Tendulkar today is a pale shadow of the colossus he has been for so long. While the spirit is willing, the body is obviously a little reluctant and the mind... only he knows his mind. In many ways, it is sad to see the master batting from poor memory, because these aren't the memories you would want to remember him by, these certainly aren't the memories he would want us to remember him by. But at 40, he is still working - damn hard, those fortunate enough to watch his preparations from close quarters tell you - to ensure his preparation is impeccable, his commitment is unflagging, his desire is undimmed.
All this even as the 'in-between generation', as a friend put it, is at the crossroads. Virender Sehwag, Zaheer Khan, Harbhajan Singh, Yuvraj Singh and later Gautam Gambhir were supposed to take over from the Golden Generation - Tendulkar, Dravid, Kumble, Laxman, Ganguly. As of now, only Yuvraj is in the international set-up, and that because he has been recalled to the one-day squad after a rip-roaring start to the domestic season. The other four have been out of favour for a while now for reasons including form (mainly) and fitness (peripherally).

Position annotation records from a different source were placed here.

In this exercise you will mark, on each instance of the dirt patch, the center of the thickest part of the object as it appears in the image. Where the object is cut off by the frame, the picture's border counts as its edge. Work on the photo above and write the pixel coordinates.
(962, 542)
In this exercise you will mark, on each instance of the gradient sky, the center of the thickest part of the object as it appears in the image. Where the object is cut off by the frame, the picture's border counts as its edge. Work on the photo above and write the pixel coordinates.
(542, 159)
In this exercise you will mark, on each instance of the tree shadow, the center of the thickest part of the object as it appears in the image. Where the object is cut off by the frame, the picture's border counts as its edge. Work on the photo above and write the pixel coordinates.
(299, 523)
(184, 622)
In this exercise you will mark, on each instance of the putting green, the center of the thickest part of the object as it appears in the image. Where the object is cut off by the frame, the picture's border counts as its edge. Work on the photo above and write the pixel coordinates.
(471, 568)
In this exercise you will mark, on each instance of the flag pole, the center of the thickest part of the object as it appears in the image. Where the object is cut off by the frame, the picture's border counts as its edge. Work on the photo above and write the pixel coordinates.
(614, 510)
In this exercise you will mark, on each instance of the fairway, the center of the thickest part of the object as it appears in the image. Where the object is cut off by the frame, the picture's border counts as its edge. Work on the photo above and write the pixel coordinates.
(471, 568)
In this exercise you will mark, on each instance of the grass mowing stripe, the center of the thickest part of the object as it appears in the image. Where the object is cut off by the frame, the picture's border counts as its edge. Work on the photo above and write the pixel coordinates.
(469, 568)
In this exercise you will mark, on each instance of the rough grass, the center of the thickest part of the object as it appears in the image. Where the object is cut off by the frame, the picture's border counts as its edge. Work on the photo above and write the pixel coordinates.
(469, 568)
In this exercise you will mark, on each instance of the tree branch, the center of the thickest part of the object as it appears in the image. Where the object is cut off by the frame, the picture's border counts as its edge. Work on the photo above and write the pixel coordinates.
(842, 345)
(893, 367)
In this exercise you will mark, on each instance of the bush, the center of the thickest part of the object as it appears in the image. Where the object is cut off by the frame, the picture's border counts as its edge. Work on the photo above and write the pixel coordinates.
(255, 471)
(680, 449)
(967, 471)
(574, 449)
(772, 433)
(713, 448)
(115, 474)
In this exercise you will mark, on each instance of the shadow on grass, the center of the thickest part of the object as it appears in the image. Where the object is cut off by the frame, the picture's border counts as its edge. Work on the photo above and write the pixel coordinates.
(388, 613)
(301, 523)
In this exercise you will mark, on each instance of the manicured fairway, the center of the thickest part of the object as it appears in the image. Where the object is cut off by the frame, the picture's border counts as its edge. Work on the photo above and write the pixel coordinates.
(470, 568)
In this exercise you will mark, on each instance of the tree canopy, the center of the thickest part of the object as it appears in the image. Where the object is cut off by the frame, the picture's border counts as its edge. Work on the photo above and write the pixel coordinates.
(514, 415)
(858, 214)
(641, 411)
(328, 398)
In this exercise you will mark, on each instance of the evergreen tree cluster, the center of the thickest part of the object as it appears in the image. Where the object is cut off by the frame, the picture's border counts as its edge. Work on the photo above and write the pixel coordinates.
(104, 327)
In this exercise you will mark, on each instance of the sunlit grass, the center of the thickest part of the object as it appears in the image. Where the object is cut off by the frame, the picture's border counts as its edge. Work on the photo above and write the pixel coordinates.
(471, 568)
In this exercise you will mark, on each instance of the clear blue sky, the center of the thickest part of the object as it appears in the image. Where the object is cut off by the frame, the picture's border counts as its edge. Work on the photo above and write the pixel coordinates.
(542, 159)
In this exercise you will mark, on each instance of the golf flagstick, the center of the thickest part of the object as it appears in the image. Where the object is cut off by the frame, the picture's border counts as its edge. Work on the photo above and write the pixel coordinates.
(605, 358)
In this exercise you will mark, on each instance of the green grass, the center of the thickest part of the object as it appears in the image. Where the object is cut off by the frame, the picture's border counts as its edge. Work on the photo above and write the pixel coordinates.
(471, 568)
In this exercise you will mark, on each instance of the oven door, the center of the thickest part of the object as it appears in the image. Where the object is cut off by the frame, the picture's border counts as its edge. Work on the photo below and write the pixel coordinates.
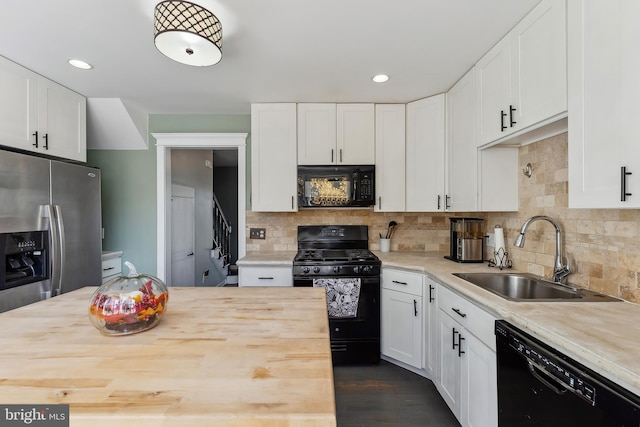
(355, 339)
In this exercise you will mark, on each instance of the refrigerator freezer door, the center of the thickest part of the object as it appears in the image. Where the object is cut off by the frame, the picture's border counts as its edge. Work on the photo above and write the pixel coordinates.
(24, 187)
(76, 190)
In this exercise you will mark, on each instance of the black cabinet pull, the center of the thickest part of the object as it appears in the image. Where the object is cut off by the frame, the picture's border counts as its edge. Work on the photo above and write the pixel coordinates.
(511, 121)
(623, 184)
(458, 312)
(460, 352)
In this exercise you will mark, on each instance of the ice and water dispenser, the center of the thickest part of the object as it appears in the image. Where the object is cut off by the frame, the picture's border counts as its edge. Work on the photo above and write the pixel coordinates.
(23, 258)
(466, 239)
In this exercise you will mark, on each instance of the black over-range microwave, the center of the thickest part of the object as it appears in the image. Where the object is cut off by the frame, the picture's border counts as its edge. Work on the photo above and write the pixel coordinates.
(336, 186)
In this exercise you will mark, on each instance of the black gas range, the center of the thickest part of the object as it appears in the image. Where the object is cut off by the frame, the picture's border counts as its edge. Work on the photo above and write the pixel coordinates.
(337, 258)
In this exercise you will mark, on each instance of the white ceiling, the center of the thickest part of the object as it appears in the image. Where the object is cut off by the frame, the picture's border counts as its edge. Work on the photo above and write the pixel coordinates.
(273, 50)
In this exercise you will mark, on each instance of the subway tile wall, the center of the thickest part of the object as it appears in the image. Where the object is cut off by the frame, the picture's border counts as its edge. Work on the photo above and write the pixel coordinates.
(601, 245)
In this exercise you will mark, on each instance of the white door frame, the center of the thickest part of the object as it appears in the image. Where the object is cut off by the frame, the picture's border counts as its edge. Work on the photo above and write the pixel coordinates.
(164, 143)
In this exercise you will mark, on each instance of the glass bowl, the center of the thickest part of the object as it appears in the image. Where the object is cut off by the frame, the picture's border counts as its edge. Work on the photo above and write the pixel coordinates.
(128, 304)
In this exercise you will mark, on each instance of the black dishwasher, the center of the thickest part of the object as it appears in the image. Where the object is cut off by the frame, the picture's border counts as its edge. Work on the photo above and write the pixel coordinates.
(538, 386)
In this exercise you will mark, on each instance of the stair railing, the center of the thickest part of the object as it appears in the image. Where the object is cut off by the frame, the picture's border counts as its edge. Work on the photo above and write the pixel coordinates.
(221, 231)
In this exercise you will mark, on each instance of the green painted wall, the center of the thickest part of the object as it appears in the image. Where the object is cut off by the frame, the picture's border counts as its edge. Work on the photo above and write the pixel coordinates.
(129, 185)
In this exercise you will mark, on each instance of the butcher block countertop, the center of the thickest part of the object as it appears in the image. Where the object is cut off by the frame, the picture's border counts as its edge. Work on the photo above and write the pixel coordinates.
(220, 356)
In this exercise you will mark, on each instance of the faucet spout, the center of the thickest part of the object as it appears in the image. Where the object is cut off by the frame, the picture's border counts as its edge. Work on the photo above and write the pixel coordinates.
(560, 270)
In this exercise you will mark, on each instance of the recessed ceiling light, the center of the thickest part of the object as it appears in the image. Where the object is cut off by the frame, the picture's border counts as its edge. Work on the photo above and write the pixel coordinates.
(380, 78)
(80, 64)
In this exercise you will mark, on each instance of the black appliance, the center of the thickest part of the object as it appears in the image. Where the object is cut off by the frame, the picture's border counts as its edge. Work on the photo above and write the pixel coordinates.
(336, 186)
(538, 386)
(337, 257)
(23, 258)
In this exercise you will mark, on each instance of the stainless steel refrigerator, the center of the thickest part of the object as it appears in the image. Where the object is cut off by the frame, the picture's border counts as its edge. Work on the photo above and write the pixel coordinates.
(59, 202)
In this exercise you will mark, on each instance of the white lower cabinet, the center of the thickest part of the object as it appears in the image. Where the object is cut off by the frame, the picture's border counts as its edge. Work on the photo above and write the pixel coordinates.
(402, 316)
(466, 375)
(430, 315)
(265, 276)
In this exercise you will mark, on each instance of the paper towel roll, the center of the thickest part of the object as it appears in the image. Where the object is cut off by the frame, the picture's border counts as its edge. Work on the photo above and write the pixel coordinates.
(499, 257)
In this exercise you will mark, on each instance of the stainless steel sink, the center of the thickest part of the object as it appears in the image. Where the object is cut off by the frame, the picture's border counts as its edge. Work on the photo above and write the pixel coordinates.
(527, 287)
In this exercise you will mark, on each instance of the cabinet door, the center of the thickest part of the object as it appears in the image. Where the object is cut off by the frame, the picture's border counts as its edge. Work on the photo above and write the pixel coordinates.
(462, 152)
(604, 100)
(425, 159)
(539, 64)
(430, 314)
(449, 375)
(62, 121)
(480, 391)
(317, 134)
(18, 106)
(273, 157)
(401, 327)
(355, 134)
(390, 157)
(493, 93)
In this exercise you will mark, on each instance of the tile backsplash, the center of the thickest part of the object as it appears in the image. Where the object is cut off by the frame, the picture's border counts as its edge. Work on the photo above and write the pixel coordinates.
(602, 246)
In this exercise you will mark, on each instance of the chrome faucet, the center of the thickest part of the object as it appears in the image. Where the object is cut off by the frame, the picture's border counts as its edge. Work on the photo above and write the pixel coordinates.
(560, 270)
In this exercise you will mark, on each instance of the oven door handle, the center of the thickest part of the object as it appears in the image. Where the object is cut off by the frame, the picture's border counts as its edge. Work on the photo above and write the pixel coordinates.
(534, 368)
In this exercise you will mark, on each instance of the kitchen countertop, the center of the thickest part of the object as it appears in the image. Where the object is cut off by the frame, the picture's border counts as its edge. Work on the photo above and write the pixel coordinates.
(601, 335)
(220, 356)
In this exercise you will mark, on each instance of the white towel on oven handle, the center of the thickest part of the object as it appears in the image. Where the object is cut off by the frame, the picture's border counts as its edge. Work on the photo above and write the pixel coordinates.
(343, 295)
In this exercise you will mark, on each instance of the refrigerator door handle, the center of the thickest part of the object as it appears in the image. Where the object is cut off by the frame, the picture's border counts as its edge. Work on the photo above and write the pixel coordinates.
(57, 248)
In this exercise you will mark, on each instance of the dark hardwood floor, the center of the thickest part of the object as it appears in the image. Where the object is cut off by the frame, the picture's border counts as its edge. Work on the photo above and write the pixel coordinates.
(387, 395)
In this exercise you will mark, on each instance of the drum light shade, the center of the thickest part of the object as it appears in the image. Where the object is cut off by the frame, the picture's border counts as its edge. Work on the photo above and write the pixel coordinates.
(188, 33)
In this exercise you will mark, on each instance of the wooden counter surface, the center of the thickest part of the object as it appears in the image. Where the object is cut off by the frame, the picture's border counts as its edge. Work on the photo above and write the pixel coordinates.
(219, 357)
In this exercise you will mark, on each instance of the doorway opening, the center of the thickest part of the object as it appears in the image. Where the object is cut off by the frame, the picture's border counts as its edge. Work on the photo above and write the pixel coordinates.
(221, 142)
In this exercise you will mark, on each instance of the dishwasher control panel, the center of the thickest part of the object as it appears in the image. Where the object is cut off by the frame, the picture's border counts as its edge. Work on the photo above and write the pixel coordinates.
(570, 379)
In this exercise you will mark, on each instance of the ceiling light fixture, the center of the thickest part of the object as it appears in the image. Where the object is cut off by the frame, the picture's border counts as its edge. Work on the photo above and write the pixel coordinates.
(80, 64)
(380, 78)
(188, 33)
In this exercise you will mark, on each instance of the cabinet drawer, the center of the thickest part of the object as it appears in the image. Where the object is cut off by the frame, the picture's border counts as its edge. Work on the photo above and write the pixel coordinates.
(402, 281)
(111, 267)
(473, 318)
(265, 276)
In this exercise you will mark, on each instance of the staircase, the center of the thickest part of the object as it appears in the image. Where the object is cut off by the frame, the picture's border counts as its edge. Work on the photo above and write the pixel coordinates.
(221, 251)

Are we to conclude that they don't have the same hunger and the discipline and the commitment and the bloody-mindedness of the quintet that served Indian cricket with such distinction for so long? That would be presumptuous, but consider this - Tendulkar gave Harbhajan nine years, Sehwag 10, Zaheer and Yuvraj 11, and Gambhir 15 years. He has been an international cricketer now for nearly 24 years, and his passion, energy and enthusiasm remain undimmed even if his form has taken a beating. Surely, there is a lesson in that for the 'in-between generation'? And for Gen Next, spearheaded by the Dhonis and the Kohlis, the Pujaras and the Ashwins, the Jadejas and the Bhuvneshwars, some of whom are already established superstars.